OC : Il faut bien sûr un réengagement financier de l’État. Le centre de Fleury-Mérogis occupe 25 % de l’espace foncier de la commune, mais ne fait l’objet d’aucune compensation financière, étant rattaché au ministère de la Justice. Certes, le fait d’héberger un établissement de ce type donne droit à une légère augmentation de la Dotation Globale de Fonctionnement (DGF). Mais, cela reste dans des proportions négligeables tandis que les aides aux communes se réduisent d’année en année. À l’inverse, couvrir l’ensemble des besoins des agents du ministère appelle un développement des services publics de proximité adaptés à leurs particularités. Cette situation fragilise la ville déjà confrontée à la pauvreté, à la précarité, à la violence. Début août, un jeune est décédé à la suite d’affrontements. C’est pourquoi j’ai demandé publiquement l’annulation des baisses de dotation.
— Vous coanimez « Territoires et prisons », un réseau des villes qui accueillent des prisons. Pourquoi cette démarche ? Quelles revendications plus particulières portez-vous ?
OC : C’est un travail collectif, que nous avons entrepris avec Philippe Benassaya, ancien maire et député de Bois-d’Arcy. Il a piloté, sous le précédent mandat, la commission parlementaire sur les établissements pénitentiaires. Ensemble, nous faisons le même constat que les territoires sont les grands absents des politiques du ministère de la Justice. Les maires discutent seuls face à un interlocuteur qui, en général, impose son point de vue sans prendre en considération l’expertise des exécutifs locaux qui, pourtant, sont les représentants de la population.
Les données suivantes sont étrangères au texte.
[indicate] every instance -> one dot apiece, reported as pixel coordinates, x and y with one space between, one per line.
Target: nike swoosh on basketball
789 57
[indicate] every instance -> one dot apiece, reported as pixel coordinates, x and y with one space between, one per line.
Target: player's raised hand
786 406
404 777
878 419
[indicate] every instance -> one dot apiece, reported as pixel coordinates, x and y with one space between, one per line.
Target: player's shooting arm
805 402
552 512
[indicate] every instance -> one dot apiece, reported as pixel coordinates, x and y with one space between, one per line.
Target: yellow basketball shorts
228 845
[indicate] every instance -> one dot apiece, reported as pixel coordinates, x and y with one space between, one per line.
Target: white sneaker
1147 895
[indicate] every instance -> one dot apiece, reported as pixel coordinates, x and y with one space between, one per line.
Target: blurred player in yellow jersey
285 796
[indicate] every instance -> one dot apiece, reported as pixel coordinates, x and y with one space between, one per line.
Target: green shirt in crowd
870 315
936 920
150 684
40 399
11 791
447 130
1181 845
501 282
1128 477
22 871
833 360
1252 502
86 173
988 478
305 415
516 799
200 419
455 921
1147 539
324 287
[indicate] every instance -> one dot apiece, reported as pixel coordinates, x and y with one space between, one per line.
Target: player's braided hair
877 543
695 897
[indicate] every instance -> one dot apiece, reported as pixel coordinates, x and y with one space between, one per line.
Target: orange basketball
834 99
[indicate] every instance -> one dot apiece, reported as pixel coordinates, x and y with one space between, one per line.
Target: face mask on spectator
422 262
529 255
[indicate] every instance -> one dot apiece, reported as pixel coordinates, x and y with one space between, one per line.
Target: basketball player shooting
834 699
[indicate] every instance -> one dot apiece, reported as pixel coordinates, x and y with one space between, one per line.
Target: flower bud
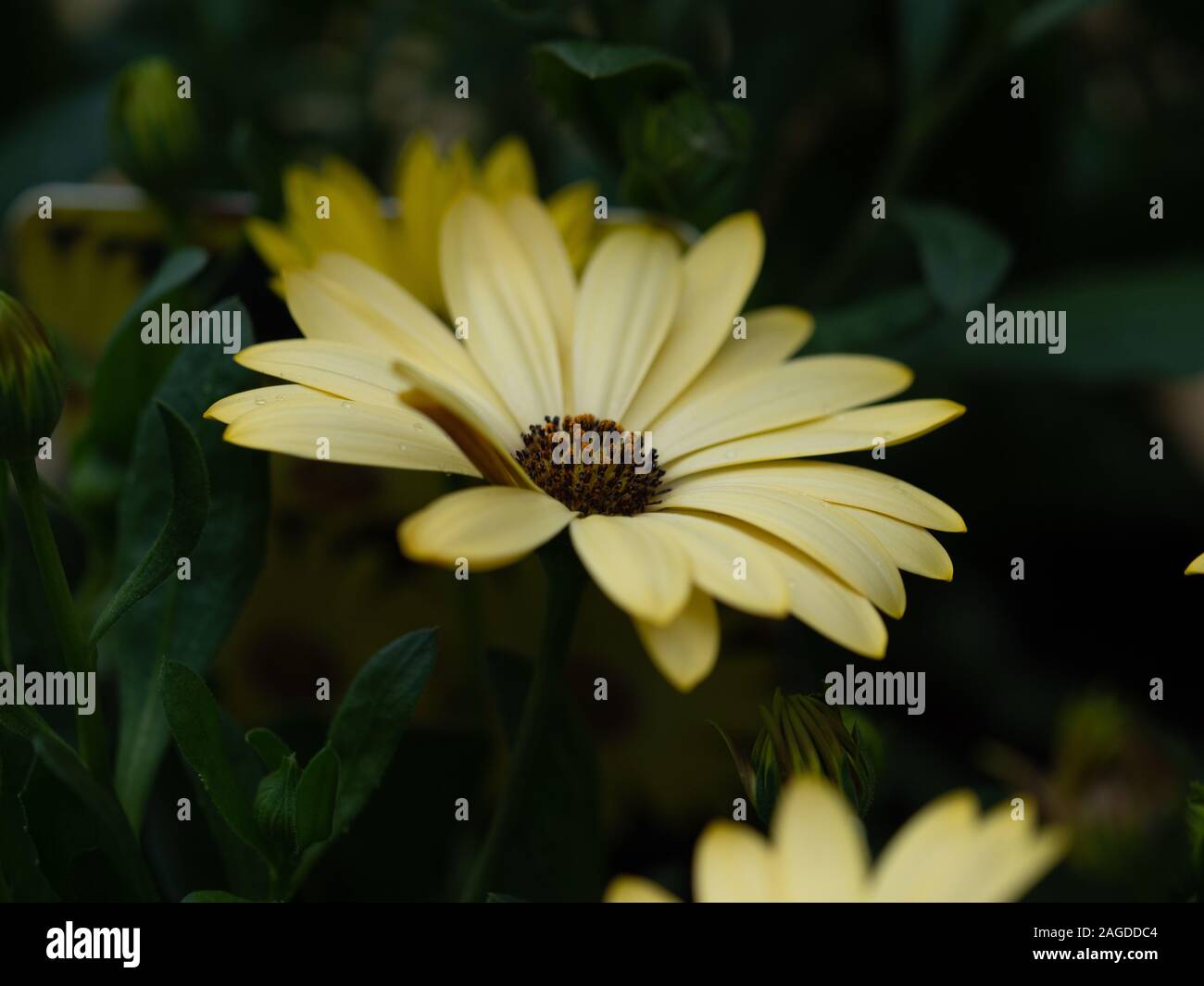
31 381
153 131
C’est un gâchis, car nous sommes extrêmement complémentaires. Les territoires sont acteurs de la réinsertion des détenus, pourvoyeurs de services publics pour les agents du ministère, fournisseurs de fonciers pour la création d’établissements, etc., et pourtant, aucune formalisation d’engagement réciproque n’existe. L’objectif de l’association « Territoires et prisons », dont la première assemblée générale a eu lieu en février 2022, est de créer les conditions d’un dialogue dans le but de créer un partenariat avec le ministère de la Justice. Son autre ambition est de permettre aux maires d’être dotés d’un outil efficace afin de ne plus se sentir démunis face à leurs interlocuteurs ministériels.